Tutto questo è particolarmente importante dal punto di vista della condivisione: nessun corso di abilitazione o di aggiornamento ci ha insegnato niente di ciò che ci serve in questo senso, e inventarsi la scuola trasfemminista ti fa sentire costantemente un salmone che risale la corrente, facendo una fatica mortale, in solitudine e senza sapere se arriverai da qualche parte. Autoformarci in modo orizzontale, mettendo saperi e pratiche a disposizione di tutte coloro che ne hanno bisogno è la strada giusta.

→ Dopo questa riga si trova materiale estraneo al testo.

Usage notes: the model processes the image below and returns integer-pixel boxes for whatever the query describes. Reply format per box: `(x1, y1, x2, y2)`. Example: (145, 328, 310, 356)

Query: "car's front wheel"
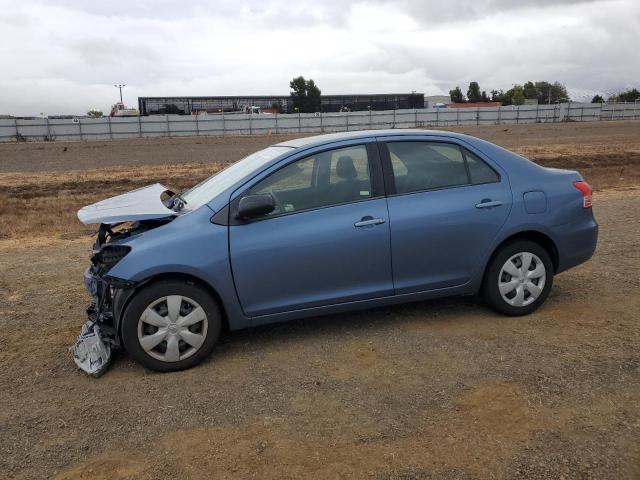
(482, 240, 554, 316)
(121, 279, 221, 372)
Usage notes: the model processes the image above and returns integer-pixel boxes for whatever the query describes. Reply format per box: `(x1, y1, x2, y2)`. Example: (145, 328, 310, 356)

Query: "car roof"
(274, 129, 472, 149)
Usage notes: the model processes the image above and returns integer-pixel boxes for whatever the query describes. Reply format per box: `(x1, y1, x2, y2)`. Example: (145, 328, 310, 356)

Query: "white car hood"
(77, 183, 176, 225)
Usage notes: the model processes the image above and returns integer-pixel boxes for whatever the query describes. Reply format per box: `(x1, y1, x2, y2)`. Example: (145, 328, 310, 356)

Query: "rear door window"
(387, 142, 469, 194)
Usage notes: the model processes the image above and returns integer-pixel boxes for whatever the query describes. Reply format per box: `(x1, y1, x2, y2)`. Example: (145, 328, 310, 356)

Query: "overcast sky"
(1, 0, 638, 115)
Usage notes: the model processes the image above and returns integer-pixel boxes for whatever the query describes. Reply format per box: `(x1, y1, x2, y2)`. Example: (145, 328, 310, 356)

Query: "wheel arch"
(485, 230, 559, 278)
(114, 272, 230, 337)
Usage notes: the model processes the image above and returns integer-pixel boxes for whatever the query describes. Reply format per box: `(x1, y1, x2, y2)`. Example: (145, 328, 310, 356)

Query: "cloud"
(0, 0, 638, 115)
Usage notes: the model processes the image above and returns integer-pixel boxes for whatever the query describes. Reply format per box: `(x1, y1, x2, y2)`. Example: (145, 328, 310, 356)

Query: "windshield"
(180, 146, 291, 210)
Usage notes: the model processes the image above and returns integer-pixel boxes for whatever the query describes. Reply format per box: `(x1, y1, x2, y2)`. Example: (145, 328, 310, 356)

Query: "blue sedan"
(72, 130, 598, 374)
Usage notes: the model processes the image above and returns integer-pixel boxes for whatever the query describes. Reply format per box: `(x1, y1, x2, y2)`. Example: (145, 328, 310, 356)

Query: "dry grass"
(520, 143, 640, 191)
(0, 162, 226, 242)
(1, 142, 639, 244)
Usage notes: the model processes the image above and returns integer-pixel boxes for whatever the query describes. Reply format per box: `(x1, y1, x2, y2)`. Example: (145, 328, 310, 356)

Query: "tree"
(289, 75, 307, 111)
(511, 86, 525, 105)
(306, 79, 321, 112)
(523, 81, 539, 101)
(87, 108, 103, 118)
(289, 76, 322, 113)
(449, 86, 466, 103)
(467, 82, 482, 102)
(535, 81, 569, 104)
(497, 85, 525, 106)
(490, 89, 505, 103)
(610, 88, 640, 102)
(454, 79, 571, 106)
(591, 94, 604, 103)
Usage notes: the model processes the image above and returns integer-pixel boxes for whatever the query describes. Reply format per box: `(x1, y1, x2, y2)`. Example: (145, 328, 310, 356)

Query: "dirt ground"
(0, 121, 639, 479)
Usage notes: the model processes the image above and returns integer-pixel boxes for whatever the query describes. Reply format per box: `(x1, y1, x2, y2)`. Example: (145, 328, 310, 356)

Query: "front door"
(229, 143, 393, 317)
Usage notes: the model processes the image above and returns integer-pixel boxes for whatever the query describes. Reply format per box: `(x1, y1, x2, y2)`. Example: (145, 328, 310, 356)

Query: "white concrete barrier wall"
(1, 102, 639, 142)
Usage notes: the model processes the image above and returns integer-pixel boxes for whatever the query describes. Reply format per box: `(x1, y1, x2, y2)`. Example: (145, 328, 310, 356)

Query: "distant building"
(424, 95, 452, 108)
(47, 115, 84, 119)
(1, 114, 46, 120)
(110, 102, 139, 117)
(138, 93, 425, 115)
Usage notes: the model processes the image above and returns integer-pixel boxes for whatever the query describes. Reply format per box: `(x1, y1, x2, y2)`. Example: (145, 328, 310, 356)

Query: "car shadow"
(212, 295, 488, 355)
(104, 295, 499, 375)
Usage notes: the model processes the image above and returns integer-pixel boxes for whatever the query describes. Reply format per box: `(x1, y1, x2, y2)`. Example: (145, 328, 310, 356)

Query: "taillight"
(573, 181, 593, 208)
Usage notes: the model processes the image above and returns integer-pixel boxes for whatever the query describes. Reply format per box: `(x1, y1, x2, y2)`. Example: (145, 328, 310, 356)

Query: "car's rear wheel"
(121, 280, 221, 372)
(482, 240, 554, 316)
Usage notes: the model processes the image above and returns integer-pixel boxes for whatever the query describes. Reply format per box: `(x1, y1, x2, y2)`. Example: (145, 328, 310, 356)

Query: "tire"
(121, 279, 221, 372)
(482, 240, 554, 316)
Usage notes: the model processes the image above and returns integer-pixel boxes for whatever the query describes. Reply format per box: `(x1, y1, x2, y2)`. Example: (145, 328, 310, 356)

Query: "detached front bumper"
(70, 320, 112, 377)
(70, 266, 133, 377)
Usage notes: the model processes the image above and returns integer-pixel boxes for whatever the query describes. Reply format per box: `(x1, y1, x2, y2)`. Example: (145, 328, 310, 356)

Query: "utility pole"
(114, 84, 126, 103)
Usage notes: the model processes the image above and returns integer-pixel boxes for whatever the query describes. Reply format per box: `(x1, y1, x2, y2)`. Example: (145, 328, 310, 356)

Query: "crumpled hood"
(78, 183, 176, 225)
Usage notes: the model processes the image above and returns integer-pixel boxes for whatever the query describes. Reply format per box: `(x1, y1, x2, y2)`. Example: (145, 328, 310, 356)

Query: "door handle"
(475, 200, 503, 209)
(354, 217, 386, 227)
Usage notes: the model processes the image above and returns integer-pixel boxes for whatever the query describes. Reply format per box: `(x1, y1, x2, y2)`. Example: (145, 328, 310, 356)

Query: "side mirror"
(237, 193, 276, 220)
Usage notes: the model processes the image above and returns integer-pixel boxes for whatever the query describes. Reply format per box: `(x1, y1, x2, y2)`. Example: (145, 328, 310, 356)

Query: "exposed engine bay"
(71, 186, 181, 376)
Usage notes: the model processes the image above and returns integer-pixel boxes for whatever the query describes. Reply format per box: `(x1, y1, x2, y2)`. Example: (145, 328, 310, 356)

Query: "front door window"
(249, 145, 372, 216)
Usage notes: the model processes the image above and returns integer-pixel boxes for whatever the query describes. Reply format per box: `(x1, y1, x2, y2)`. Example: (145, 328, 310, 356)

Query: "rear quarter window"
(465, 150, 500, 184)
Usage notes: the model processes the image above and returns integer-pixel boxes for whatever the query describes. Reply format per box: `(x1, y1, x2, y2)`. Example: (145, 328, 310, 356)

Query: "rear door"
(379, 136, 512, 294)
(228, 141, 393, 317)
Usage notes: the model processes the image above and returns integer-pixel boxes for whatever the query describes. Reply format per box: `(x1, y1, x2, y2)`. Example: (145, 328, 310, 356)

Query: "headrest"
(336, 155, 357, 179)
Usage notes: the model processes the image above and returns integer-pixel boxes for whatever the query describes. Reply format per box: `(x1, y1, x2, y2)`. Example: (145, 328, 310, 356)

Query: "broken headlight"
(91, 245, 131, 272)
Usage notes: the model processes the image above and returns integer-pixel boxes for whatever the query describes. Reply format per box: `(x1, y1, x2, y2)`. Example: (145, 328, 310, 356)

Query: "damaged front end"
(71, 220, 170, 376)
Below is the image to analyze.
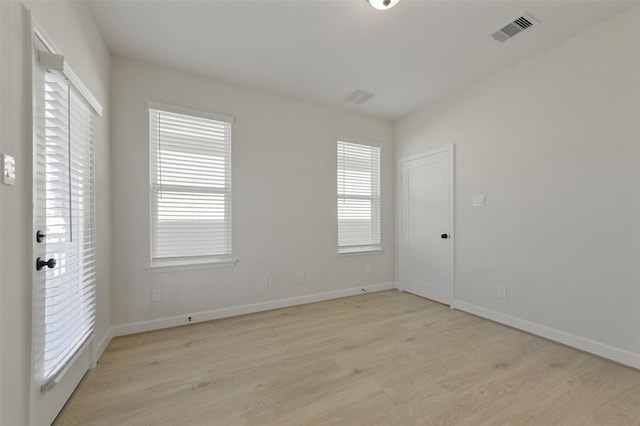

In questo lavoro viene messa al centro l’urgenza di strappare il sapere e la sua trasmissione ad un’istituzione sempre più aziendalizzata, che ribadisce, ad ogni riforma e dichiarazione pubblica, il suo asservimento al mondo del lavoro precario e sottopagato e il suo rifiuto di prendere in carico e affrontare radicalmente la violenza e il disagio subiti dalle giovani vite che popolano le aule. Se la scuola non si assume la responsabilità di mettere al centro “il personale” inteso come vite, corpi e storie delle persone che la popolano, al di qua e al di là della linea che divide l’aula fra cattedra e banchi, è ridotta a disciplinamento, a trasmissione violenta dello status quo, a luogo di riproduzione di tutte le disuguaglianze, tradendo di fatto la sua missione costituzionale. 

Partire dall’assunto che “il personale è politico” e che di conseguenza la scuola è politica, è la direzione indicata per resistere e costruire un’alternativa.